Pandora❄firstlove
「学校で、クリスマス会……ですか?林檎先生それは本当で?」
「それが本当なんですよ……校長怖いですよねー」
職員室にクリスマスツリーが飾られており、周りが赤いリボンだらけになっていると思ったら、校長が飾っているのだという。
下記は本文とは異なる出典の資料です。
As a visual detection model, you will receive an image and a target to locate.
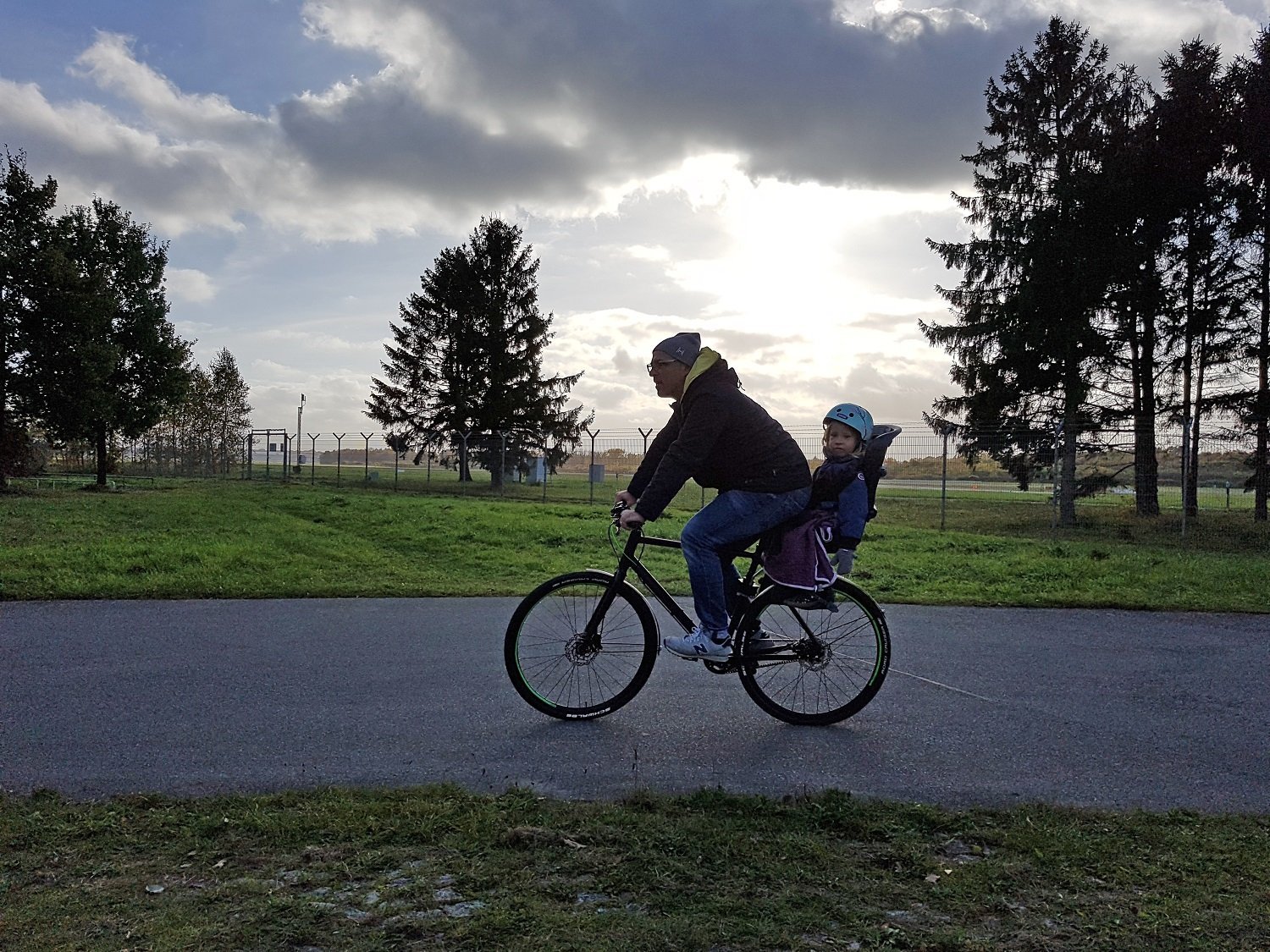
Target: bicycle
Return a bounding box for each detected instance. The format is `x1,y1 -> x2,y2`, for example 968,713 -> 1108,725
503,505 -> 891,725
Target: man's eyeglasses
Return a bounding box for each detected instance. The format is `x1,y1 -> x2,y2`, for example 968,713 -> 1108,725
644,360 -> 678,373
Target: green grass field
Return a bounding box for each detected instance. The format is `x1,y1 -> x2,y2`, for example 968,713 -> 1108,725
0,482 -> 1270,612
0,482 -> 1270,952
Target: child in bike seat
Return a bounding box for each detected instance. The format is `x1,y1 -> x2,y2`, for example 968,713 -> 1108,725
810,404 -> 873,578
764,404 -> 874,611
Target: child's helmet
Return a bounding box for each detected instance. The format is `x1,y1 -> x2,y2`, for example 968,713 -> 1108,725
825,404 -> 873,443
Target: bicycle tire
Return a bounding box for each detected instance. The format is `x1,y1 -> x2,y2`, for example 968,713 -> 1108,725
503,570 -> 658,720
738,579 -> 891,725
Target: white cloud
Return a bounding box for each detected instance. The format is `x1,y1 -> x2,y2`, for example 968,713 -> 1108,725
0,0 -> 1270,437
164,268 -> 216,304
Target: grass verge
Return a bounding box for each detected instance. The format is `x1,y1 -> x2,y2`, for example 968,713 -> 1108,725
0,482 -> 1270,612
0,787 -> 1270,952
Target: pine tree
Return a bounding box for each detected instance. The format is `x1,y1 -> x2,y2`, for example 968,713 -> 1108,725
366,218 -> 592,487
208,347 -> 252,474
1155,40 -> 1240,517
1231,30 -> 1270,522
922,18 -> 1113,526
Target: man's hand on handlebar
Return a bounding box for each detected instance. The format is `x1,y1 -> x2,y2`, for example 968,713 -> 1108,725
617,509 -> 644,532
614,489 -> 644,531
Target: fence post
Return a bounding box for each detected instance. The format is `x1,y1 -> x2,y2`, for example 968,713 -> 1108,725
455,429 -> 472,497
1049,421 -> 1062,535
498,431 -> 507,497
587,426 -> 599,505
1183,416 -> 1199,542
940,426 -> 949,532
いい大人の男性がこんなふうにクリスマスに、ウキウキ状態だとはどんな言葉をかければいいのか………。
「それで………体育館ですると?」
「クラス対抗で、企画をするみたいですね。とはいっても、代表で。全員が強制参加というわけじゃないみたいです」
どんなクリスマス会だよ……。
「その支度をするのは?」
「我々、教師みたいですねー」
うわ……、ダル。
「お二人さんクリスマス会。楽しそうにしてますね」
噂をすれば剥げた校長が。
海さんといい、校長といい、変な剥げた男性が俺の周りに来る呪いでもあるのか?
「あの……クリスマス会とは?林檎先生から聞きました」
「あー、そうだった。司先生は病院に入院してたから、知らなかったわけだ林檎先生はやさしいですね。」
えへへと林檎先生は笑って、恥ずかしそうに照れて見せる。
舌打ちがしたくなったが、我慢我慢。
「最近学校と、生徒の関係がギクシャクしてきているような気がしてね。少しでも和らげることが出来るように、先生と生徒達の為のクリスマス会を計画したんです」
「僕達も、出るんですか?!」
「あれれ、聞いてませんよ。そんなの……私」
「林檎先生は、朝遅れてきたからか。今日決めたんです」
おいおい、マイペースすぎやしないか……校長。
「僕達、先生達も、何か出し物をするってことですかね?」
「そうだ、それはいいですね!!!校長として提案してください!!」
うわー、火に油を注いでしまった。
最悪だ……。
「じゃあ校長として、命令です!!………君達二人で何か考えてきてくださいよ!!」
え……、えぇ!?!?!?
「わぁー!!!それはいいですね!!!司先生!!!」
まじかよ、こんな自己中女と一緒に?
苦虫を噛み潰したような味がじんわりと広がって。
だけども反論はできそうにない。
何故なら、職員室の中だった故に圧力が凄くて。
「じゃあ、じゃあ司先生、ミーンガールズって知ってます?」
え、あの映画の?
一応コクリと頷いた。
「あの、「ジングルベル」を踊りましょうよ!!」
流石の俺も「ちょ…、ちょっと待ってーーー」と言おうとしたが……。
パチパチと雪崩れるような拍手が、疎らに職員室に響いた。
嘘だ………。
俺が、女装して?
冗談じゃない。
「素晴らしいですね、林檎先生!!司先生の美しい女装姿、生徒達は楽しんでくれるかもしれません!!!」
「え………」
ーーーそれはいいですね!!ーーー
ーーー司先生頑張ってくださいーーー
ーーー応援してますよ、司先生!!ーーー
断りづらい。
もうなるようになれだ。
「じゃあ……、ええっと、素晴らしいクリスマス会にしましょう。林檎先生と………」
「ありがとうございます!!嬉しい!!!」
くっついて来るなよ………。
引きつる顔をなんとかして、笑顔に変えてみるも心は晴れなかった。
女装ーーーミニスカ嫌だな………。